Primeiramente, de acordo com a Pesquisa Nacional de Amostragem domiciliar, 47,5% dos jovens de até 19 anos não conseguem concluir o ensino médio, esse dado é reflexo da situação em que se encontram inúmeros estudantes brasileiros. As principais causas da evasão escolar são variadas, entre elas está a dificuldade de acessibilidade às escolas , a necessidade de ingresso precoce ao mercado de trabalho e a gravidez na adolescência, entretanto, todos esses fatores tem algo em comum, todos são consequências da desigualdade social que faz parte da realidade brasileira, onde a oportunidade de estudo para todos fica somente na teoria.

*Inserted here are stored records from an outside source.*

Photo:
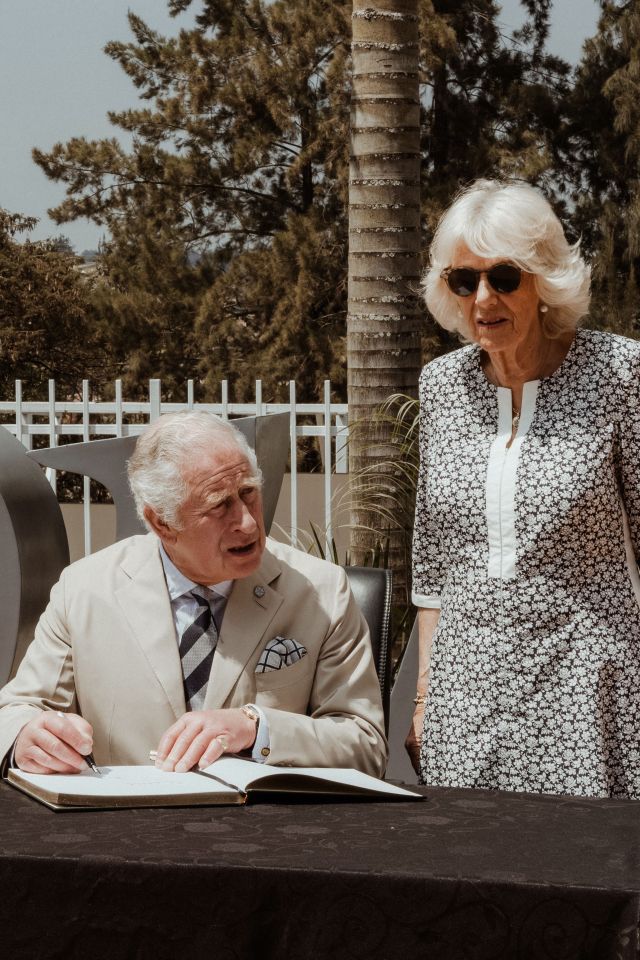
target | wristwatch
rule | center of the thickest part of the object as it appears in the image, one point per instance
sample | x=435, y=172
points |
x=250, y=711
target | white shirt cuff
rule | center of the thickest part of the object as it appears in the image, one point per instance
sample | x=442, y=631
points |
x=262, y=746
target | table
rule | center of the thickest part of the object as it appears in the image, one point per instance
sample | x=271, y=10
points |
x=468, y=875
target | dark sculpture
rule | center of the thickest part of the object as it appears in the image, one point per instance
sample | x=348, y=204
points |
x=33, y=540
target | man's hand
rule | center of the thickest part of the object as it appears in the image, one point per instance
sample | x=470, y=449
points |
x=414, y=737
x=54, y=743
x=201, y=736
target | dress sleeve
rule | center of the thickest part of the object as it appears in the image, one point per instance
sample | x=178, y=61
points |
x=629, y=455
x=428, y=568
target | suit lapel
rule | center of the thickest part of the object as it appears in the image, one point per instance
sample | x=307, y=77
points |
x=251, y=607
x=144, y=600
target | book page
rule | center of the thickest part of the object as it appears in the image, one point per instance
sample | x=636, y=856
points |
x=242, y=773
x=138, y=781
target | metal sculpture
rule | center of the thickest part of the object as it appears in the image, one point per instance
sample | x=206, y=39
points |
x=33, y=549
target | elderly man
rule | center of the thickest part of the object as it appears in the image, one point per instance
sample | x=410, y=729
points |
x=200, y=637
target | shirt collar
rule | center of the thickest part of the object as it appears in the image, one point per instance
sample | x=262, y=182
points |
x=178, y=584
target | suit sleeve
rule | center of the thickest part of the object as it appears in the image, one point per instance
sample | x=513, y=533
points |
x=629, y=455
x=44, y=680
x=345, y=722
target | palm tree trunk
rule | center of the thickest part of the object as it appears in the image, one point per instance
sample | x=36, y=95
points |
x=383, y=335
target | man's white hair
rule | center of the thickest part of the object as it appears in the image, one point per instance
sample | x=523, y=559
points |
x=510, y=221
x=167, y=447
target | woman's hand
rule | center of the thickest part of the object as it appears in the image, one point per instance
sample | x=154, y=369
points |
x=414, y=737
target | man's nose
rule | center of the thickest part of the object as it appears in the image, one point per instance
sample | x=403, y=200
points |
x=244, y=519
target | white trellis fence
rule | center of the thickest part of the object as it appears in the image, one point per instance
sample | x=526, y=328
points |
x=97, y=419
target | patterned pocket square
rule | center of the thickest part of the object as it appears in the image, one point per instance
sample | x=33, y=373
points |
x=280, y=652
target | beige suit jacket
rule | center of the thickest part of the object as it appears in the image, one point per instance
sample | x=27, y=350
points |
x=106, y=648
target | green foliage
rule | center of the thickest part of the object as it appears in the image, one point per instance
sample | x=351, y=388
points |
x=279, y=308
x=603, y=155
x=44, y=303
x=228, y=213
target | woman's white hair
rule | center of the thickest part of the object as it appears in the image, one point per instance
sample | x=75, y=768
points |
x=510, y=220
x=173, y=442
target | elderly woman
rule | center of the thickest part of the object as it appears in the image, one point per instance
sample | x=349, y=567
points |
x=527, y=532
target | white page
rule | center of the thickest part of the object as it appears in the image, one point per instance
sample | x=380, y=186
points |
x=242, y=772
x=138, y=781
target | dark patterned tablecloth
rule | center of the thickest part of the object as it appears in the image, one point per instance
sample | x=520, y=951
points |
x=467, y=875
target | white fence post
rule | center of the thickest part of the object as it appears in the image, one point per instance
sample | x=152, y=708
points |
x=293, y=456
x=327, y=467
x=324, y=421
x=86, y=483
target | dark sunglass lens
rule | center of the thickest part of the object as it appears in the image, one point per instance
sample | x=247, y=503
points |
x=462, y=282
x=504, y=278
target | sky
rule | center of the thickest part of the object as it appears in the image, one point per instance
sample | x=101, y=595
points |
x=57, y=83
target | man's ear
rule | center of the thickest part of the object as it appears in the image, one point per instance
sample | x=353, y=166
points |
x=159, y=527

Por conseguinte, os indivíduos que evadiram a escola, tornam-se adultos com dificuldades no mercado de trabalho, a mão de obra não especializada é muito pouco valorizada, essa situação faz com que o trabalhador não possa melhorar sua situação econômica, contribuindo, desse modo, para a manutenção da desigualdade. Além disso, seguindo o exemplo dos Capitães de Areia, muitos escolhem o caminho da criminalidade e da violência como consequência da falta de oportunidades de trabalho e de evasão da sua situação paupérrima.
Portanto, para que a juventude brasileira se mantenha nas escolas e a realidade atual seja modificada é necessário que algumas medidas sejam tomadas. Cabe as escolas, estabelecerem maior contato com o aluno e sua família, para garantir que a situação desse seja compatível com a necessária para a permanência escolar, seja por meio de reuniões marcadas nas escolas ou por visitas diretamente nas residências desses alunos, no caso dos que tem dificuldade de locomoção. Além disso, cabe ao Ministério da Educação estabelecer campanhas de incentivo à permanência estudantil, por meio de bolsas de estudo aos alunos cujas condições socioeconômicas são precárias.